For that, the Ranger does fit the bill for those who need to do some hauling but do not need the capability of a half-ton truck. But don’t get the assumption it is a slouch. The Ranger’s bed can handle between 1,560-1,860 pounds with an extended cab providing 43-cubic feet of cargo space and the short cab offering nine more cubic feet. All models can tow up to 3,500 pounds but opting for the trailer tow package ($495) increases that figure to 7,500, which is actually more than some full-sized trucks depending on the engine under the hood.  

On the topic of engines, there is only one option for the Ranger, but it is a gem.

The 2.3-liter EcoBoost inline four dishes out 270 horsepower and 310 lb.-ft. of torque. The Ranger’s power plant is 30 horsepower in the negative compared to the Chevy Colorado’s 2.5-liter inline four, but it blasts the 152-horspower Nissan Frontier’s four-banger and is not far off from the ponies offered by the V6-powered Honda Ridgeline and Toyota Tacoma.

No matter the comparison, the EcoBoost is silky smooth while providing quick acceleration and plenty of grunt. Around town it’s mostly quiet and buttery in its power delivery and is highly responsive to acceleration input. The EcoBoost is paired with a 10-speed automatic that is generally unnoticeable but can stumble in stop-and-go driving.   

Although it would likely be deemed superfluous to Tire Shop Man, the base Ranger’s interior is pretty barebones. You get the same 2.3-inch infotainment screen and “productivity” screen in the instrument cluster that came in my wife’s 2014 Fiesta, vinyl floor covering and a legally required backup camera.  

Most buyers will want to opt for the mid-level XLT trim which adds a Wi-Fi hotspot, cruise control, lane-keep assist, blind spot monitoring, automatic high beams, a USB port, dual zone climate control and an 8-inch touchscreen. Lariat trim adds a B&O sound system, adaptive cruise control, rain-sensing wipers, leather-trimmed seating and other features.

While the Ranger’s exterior is rather handsome, the interior look evokes a hearty “meh.”

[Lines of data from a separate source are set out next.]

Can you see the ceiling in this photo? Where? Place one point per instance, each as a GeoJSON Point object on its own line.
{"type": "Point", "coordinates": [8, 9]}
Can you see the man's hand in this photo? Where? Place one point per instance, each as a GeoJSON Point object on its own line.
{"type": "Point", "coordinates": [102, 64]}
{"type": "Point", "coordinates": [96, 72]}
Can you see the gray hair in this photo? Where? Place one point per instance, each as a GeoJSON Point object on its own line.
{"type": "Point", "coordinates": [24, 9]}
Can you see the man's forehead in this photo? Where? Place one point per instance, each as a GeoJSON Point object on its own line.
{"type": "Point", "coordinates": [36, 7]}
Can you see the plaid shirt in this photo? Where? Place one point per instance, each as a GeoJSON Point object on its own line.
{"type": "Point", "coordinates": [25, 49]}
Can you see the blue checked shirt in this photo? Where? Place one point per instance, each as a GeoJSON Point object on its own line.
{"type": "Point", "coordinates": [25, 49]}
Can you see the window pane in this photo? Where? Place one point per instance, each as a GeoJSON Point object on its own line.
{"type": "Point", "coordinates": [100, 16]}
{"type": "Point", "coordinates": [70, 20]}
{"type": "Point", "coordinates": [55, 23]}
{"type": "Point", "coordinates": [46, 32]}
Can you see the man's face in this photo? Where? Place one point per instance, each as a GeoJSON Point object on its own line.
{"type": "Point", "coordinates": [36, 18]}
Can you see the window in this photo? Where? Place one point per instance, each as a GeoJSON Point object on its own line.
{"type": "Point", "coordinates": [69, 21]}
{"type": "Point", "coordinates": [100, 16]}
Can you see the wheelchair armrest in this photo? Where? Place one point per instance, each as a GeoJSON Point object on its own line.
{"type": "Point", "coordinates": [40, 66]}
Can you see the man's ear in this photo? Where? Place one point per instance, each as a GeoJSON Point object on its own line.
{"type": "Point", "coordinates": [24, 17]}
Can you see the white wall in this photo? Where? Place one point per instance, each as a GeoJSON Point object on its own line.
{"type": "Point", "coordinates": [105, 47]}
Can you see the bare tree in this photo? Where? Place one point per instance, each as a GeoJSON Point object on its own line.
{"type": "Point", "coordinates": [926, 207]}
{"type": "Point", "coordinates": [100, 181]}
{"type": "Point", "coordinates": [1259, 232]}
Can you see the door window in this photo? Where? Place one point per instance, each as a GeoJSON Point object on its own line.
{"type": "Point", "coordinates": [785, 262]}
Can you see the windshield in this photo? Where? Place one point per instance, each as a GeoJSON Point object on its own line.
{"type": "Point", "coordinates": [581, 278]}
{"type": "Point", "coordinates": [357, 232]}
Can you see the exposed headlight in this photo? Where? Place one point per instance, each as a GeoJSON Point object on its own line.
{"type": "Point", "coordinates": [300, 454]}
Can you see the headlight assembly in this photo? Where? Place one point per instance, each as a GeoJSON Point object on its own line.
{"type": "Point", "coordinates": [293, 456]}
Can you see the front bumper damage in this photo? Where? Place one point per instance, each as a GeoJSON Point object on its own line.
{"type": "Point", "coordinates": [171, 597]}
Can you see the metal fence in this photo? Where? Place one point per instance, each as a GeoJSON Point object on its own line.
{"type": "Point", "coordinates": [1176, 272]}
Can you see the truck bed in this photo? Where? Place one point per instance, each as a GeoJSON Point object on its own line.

Though some controls and buttons are small for those with sausage fingers, the layout is intuitive, and switching from two to four-wheel drive can be done on the fly with a turn of the console-mounted dial. The same knob controls Ford’s Terrain Management System that tunes the Ranger for driving on mud, sand, snow or other surfaces.

In its first year back, the revitalized Ranger can have a ride bouncier than a Baywatch babes’ chest, its backseat is best suited for contortionists and the price tag can balloon quickly to half-ton money in higher trim. But the Ranger also has a fantastic engine, good midsize capability, respectable MPG figures, and ample overall size without being a behemoth.  

But it is nowhere as memorable as Tire Shop Man’s tirade.